Facial recognition technology is no longer a foreign concept to the public. Smartphones, social media sites and other commercial industries have been implementing this in recent product updates. While these are more consumer-related, facial recognition for large applications related to security and access will make its big debut at the Tokyo 2020 Olympics.
The Tokyo Games will be welcoming athletes, volunteers and staff in a new way, using the same facial recognition methods to keep events safe and manage crowds. The technology is not necessarily new, but the application is. Tokyo-based NEC Group built the system on an artificial intelligence (AI) engine called NeoFace, which is part of the company’s biometric authorization tools.
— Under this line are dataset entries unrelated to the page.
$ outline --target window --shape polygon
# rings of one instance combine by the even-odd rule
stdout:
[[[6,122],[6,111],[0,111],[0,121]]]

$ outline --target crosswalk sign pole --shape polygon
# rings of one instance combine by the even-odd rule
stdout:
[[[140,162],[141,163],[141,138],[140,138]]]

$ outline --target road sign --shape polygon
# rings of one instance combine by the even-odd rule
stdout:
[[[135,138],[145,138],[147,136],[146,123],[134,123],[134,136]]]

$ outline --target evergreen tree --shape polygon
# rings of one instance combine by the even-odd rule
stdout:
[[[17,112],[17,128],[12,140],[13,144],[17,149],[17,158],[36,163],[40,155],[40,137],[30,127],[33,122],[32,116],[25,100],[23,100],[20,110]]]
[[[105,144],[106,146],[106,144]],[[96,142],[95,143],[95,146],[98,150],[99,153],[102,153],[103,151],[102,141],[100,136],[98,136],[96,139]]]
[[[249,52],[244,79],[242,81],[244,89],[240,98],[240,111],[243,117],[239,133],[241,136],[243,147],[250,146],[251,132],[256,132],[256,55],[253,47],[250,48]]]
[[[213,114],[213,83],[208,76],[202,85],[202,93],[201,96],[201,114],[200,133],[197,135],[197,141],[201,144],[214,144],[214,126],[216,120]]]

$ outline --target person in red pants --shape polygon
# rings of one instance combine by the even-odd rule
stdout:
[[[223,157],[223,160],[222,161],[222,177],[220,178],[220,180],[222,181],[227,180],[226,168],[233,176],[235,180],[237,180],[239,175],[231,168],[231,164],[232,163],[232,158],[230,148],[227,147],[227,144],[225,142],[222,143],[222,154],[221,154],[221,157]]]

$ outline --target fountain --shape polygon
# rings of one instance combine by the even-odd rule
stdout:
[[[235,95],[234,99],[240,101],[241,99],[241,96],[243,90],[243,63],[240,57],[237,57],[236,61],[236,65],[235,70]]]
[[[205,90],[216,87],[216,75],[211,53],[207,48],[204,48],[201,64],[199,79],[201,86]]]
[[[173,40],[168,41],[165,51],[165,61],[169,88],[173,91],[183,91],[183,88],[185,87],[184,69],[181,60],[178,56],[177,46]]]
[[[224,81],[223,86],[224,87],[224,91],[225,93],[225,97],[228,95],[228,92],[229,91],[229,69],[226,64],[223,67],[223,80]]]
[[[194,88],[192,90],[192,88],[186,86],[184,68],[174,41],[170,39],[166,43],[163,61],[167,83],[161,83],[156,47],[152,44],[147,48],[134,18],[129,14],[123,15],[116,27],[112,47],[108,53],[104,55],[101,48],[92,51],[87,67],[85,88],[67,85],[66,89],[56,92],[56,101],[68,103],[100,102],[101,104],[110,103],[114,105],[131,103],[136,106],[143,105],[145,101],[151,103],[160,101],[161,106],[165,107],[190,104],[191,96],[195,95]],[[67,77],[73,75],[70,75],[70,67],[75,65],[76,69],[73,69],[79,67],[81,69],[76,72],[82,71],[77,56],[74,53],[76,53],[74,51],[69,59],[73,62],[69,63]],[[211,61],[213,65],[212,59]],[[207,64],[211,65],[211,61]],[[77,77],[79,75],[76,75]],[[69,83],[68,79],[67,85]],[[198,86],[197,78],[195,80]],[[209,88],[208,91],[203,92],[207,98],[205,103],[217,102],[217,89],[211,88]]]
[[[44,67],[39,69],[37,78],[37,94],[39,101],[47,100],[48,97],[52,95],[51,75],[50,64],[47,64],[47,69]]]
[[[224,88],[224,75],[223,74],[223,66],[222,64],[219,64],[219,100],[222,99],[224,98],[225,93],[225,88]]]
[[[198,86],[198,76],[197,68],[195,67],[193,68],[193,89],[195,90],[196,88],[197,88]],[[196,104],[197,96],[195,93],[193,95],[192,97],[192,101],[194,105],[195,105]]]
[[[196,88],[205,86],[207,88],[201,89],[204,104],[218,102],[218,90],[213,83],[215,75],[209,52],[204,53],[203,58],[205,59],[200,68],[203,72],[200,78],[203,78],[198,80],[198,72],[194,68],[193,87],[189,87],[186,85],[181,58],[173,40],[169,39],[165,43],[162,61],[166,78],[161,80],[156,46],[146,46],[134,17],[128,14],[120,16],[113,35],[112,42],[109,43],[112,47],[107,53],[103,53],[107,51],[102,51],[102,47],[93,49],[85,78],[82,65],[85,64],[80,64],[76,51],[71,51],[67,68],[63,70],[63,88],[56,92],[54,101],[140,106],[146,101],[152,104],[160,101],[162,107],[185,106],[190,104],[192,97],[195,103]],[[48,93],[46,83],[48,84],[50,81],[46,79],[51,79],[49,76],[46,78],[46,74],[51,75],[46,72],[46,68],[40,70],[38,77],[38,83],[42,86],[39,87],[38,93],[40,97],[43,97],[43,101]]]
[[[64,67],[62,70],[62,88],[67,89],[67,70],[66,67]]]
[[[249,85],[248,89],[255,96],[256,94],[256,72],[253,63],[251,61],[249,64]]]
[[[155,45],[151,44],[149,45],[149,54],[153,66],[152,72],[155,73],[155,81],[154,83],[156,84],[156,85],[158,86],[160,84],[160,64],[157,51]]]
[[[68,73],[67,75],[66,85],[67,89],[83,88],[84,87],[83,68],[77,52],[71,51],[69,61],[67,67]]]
With this new technology, the goal is to more effectively manage security.
How It Works
Photo data will be linked to an IC card issued to those that need access or authorization. NEC boasts it has the leading facial recognition based on benchmark data. When the face is recognized, the line moves faster, granting access to those who need it.
New Security Challenges Emerge
One big difference between Tokyo 2020 and previous Olympiads is that there is no single Olympic Park that offers access to many events. Typically, host cities have central campus that allows different parties to move from venue to venue. In Tokyo, there will multiple locations, putting a strain on security resources. With the facial recognition project, this should speed up security lines, permitting only those known faces to access the area.
Tokyo Will Be Important Test for the Technology
Testing has indicated that the system works as expected. With less than two years to go until the events, NEC still has time to adapt as needed and continue the quality assurance process.
Many in the industry are looking at what happens in Tokyo as a significant test for the technology. If it delivers, this is sure to spur more innovation and adoption. If facial recognition proves itself to be a way to enhance security, people may soon be able to use their face to grant access to office floors in a skyscraper or even pay for groceries. The human face may be the most surefire security measure available soon.